In contrast, zero-copy formats use fixed offsets or a "vtable" at the start of the message. This allows for random access.

| Feature | JSON | Protobuf | FlatBuffers / SBE |
| :--- | :--- | :--- | :--- |
| Human Readable | Yes | No | No |
| Allocation Free | No | No | Yes |
| Random Access | No | No | Yes |
| Parsing Required | High | Medium | None |

Where the Bottleneck Shifts

When you eliminate deserialization, you'll find the bottleneck moves to the next logical place: The Kernel.

If you're using standard read() or recv() calls, the data is copied from the NIC, into kernel space, and then into user space. To go "Full Zero-Copy," you'll eventually look at things like DPDK (Data Plane Development Kit) or io_uring in Linux, which allow the application to pull data directly from the network card's buffers.

Designing for the Future

If you are building a system today that expects to handle high-throughput telemetry, financial data, or real-time gaming, you should assume that parsing is a bug.

Here’s how to transition:

1. Identify the Hot Path: Use a profiler (like pprof in Go or perf in Linux).

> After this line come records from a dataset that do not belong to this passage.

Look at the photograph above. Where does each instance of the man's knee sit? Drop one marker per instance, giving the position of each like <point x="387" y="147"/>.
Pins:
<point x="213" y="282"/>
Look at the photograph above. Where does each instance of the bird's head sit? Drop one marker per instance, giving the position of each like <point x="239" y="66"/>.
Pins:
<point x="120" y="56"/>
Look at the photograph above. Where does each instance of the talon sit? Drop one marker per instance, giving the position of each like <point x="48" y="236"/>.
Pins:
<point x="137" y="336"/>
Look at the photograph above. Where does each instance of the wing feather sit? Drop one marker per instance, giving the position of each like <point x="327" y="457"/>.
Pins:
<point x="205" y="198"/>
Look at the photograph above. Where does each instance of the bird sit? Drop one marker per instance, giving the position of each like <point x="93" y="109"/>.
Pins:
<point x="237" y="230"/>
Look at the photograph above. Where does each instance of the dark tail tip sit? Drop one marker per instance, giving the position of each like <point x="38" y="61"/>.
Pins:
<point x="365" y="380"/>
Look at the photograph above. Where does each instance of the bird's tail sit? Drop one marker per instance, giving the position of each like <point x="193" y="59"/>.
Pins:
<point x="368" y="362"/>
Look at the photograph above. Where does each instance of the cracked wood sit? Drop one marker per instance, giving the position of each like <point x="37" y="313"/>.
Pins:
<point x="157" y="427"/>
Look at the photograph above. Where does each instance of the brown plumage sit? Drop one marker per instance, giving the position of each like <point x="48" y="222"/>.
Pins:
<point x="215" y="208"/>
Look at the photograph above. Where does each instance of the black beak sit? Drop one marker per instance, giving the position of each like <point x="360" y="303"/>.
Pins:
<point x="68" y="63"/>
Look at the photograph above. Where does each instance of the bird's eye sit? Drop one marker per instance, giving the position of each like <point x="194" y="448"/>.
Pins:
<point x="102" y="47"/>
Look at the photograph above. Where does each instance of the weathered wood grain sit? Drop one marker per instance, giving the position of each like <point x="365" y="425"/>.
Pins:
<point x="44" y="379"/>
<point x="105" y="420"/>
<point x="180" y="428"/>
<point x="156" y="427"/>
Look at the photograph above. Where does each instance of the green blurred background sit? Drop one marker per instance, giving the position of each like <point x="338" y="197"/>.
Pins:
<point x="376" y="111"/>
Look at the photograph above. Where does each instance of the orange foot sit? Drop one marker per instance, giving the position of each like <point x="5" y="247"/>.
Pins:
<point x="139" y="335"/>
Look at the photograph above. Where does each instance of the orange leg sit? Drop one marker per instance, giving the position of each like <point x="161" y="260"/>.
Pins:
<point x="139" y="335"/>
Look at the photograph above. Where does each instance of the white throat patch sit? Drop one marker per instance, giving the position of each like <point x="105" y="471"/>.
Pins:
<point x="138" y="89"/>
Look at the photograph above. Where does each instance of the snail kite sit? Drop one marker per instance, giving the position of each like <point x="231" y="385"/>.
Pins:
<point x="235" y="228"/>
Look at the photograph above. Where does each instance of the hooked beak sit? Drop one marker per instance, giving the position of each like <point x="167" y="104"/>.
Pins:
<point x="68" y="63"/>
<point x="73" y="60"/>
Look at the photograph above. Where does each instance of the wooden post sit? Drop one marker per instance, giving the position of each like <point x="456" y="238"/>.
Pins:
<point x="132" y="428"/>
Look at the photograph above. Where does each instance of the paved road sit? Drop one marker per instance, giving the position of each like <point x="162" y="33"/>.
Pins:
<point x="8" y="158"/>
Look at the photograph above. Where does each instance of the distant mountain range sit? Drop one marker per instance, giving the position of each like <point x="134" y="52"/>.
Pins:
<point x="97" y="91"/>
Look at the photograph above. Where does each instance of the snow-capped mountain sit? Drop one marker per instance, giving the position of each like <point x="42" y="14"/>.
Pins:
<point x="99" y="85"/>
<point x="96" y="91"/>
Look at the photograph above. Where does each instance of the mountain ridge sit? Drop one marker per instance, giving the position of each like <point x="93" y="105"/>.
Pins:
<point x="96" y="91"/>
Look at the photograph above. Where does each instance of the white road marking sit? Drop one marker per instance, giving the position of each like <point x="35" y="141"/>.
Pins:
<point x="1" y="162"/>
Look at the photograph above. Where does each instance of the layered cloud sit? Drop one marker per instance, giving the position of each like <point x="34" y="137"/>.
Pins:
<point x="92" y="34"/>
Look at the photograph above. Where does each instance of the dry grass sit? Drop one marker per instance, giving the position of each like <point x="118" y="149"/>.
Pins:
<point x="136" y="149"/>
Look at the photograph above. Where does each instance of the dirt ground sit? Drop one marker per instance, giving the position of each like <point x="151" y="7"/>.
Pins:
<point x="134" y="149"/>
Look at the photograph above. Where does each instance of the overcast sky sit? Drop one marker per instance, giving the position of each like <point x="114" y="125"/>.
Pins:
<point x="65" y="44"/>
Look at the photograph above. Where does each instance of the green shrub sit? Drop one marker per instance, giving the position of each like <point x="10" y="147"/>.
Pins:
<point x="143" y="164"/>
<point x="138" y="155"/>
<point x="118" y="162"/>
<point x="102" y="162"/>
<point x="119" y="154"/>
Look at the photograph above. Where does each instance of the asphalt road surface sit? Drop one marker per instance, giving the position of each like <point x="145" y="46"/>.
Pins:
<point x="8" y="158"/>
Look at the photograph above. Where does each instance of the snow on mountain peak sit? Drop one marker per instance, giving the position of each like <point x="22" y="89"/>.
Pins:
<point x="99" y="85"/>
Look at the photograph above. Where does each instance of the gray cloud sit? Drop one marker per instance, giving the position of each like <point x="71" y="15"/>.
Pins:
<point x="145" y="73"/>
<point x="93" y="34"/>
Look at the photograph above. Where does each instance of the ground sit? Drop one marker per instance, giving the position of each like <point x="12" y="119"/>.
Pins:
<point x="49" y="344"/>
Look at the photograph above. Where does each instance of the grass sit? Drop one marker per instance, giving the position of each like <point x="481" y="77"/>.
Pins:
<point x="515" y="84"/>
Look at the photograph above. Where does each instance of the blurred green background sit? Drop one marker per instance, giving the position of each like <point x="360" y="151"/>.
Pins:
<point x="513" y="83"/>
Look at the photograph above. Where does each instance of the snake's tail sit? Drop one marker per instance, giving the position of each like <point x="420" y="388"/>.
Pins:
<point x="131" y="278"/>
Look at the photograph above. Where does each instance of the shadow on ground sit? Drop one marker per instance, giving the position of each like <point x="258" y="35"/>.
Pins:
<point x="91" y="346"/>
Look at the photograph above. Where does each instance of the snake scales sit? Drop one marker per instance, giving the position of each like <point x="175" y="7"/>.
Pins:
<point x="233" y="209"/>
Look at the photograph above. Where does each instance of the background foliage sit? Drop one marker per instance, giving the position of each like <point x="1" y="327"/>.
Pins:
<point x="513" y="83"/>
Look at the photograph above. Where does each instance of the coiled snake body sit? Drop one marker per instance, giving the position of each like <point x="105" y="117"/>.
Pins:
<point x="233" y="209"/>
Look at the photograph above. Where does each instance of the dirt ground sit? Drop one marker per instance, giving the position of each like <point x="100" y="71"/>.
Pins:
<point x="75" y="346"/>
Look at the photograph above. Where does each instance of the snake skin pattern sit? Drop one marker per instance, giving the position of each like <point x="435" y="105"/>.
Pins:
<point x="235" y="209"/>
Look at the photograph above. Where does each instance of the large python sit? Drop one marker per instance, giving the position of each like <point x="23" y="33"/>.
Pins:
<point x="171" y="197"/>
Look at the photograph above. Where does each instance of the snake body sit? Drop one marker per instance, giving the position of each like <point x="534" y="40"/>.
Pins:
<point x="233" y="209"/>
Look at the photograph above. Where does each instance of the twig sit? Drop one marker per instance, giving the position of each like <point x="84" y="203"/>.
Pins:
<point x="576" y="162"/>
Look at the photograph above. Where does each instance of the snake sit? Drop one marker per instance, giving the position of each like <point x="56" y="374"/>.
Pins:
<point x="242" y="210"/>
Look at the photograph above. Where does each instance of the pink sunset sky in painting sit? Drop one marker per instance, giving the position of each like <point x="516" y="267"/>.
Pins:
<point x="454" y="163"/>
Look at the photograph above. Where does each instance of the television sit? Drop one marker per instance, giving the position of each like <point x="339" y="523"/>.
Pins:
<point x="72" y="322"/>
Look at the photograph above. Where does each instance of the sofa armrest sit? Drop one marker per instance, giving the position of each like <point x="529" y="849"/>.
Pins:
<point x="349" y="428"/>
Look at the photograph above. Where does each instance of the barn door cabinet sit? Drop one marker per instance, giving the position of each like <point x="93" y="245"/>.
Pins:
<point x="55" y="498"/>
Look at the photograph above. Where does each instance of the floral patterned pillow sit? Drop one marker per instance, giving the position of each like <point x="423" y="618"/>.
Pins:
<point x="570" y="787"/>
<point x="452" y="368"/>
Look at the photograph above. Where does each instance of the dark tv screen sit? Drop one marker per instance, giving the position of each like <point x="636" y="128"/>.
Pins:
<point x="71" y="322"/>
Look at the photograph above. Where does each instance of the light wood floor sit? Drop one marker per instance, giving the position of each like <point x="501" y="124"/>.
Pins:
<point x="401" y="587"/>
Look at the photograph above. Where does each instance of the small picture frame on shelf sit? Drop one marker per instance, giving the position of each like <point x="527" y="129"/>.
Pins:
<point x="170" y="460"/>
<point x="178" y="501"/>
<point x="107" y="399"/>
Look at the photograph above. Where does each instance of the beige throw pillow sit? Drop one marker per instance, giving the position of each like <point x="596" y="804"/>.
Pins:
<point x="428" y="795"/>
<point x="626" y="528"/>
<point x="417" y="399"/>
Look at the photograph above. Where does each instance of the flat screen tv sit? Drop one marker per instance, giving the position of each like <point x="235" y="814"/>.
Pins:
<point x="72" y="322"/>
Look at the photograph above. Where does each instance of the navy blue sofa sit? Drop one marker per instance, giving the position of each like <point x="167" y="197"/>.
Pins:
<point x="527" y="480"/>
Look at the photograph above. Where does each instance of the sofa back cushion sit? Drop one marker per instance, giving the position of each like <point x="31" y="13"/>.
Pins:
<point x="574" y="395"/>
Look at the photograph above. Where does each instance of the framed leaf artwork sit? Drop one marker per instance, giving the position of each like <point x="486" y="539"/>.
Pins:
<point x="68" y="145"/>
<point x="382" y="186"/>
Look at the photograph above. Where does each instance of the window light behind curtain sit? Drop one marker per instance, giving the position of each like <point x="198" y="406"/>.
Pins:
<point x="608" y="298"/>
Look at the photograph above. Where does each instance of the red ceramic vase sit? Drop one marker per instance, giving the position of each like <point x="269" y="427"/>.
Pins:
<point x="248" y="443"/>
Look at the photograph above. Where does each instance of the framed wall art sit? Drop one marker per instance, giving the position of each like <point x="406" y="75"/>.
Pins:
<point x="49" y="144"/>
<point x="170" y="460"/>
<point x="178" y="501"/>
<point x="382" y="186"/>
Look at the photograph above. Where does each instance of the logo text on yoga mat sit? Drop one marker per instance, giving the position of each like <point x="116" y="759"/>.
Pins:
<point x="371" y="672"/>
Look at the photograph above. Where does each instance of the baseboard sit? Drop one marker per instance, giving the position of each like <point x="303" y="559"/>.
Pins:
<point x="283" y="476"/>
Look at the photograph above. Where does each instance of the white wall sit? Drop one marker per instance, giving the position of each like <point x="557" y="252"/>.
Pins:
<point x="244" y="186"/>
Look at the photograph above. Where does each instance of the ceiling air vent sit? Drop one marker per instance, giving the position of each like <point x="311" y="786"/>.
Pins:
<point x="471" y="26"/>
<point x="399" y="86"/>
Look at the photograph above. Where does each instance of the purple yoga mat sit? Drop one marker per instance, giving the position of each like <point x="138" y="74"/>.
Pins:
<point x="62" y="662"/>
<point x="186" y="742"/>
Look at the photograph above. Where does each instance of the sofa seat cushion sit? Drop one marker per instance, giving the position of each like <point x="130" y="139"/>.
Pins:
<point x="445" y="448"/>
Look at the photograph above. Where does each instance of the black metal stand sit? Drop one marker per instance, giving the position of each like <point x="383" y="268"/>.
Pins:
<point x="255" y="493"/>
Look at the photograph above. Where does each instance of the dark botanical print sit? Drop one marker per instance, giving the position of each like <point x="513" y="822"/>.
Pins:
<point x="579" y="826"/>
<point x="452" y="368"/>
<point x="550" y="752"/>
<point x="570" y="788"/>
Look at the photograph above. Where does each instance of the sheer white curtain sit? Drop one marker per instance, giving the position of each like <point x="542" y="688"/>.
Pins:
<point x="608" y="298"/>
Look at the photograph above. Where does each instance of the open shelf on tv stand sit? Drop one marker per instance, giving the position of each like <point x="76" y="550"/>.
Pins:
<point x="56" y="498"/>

If your top functions are memcpy, malloc, or string parsing, you are a candidate for zero-copy.
2. Schema First: Stop treating your data as "blobs." Define it. Even if you stay with JSON, using a schema helps. If you move to FlatBuffers or Cap'n Proto, the schema is your source of truth.
3. Lazy Evaluation: Only parse what you need. If you have a large object but only need one field, don't deserialize the whole thing.

The Verdict

The era of "string-based" everything is ending for infrastructure. We've optimized our databases, our compilers, and our networks, but we’re still throwing away half our CPU power because we like the convenience of strings.

The "End of Deserialization" is really just the beginning of Mechanical Sympathy. It’s about building software that respects how the hardware actually works. It's not the easiest path—your code will be more complex, and your debugging sessions will involve more hex dumps—but the performance gains are no longer optional. They are the new baseline.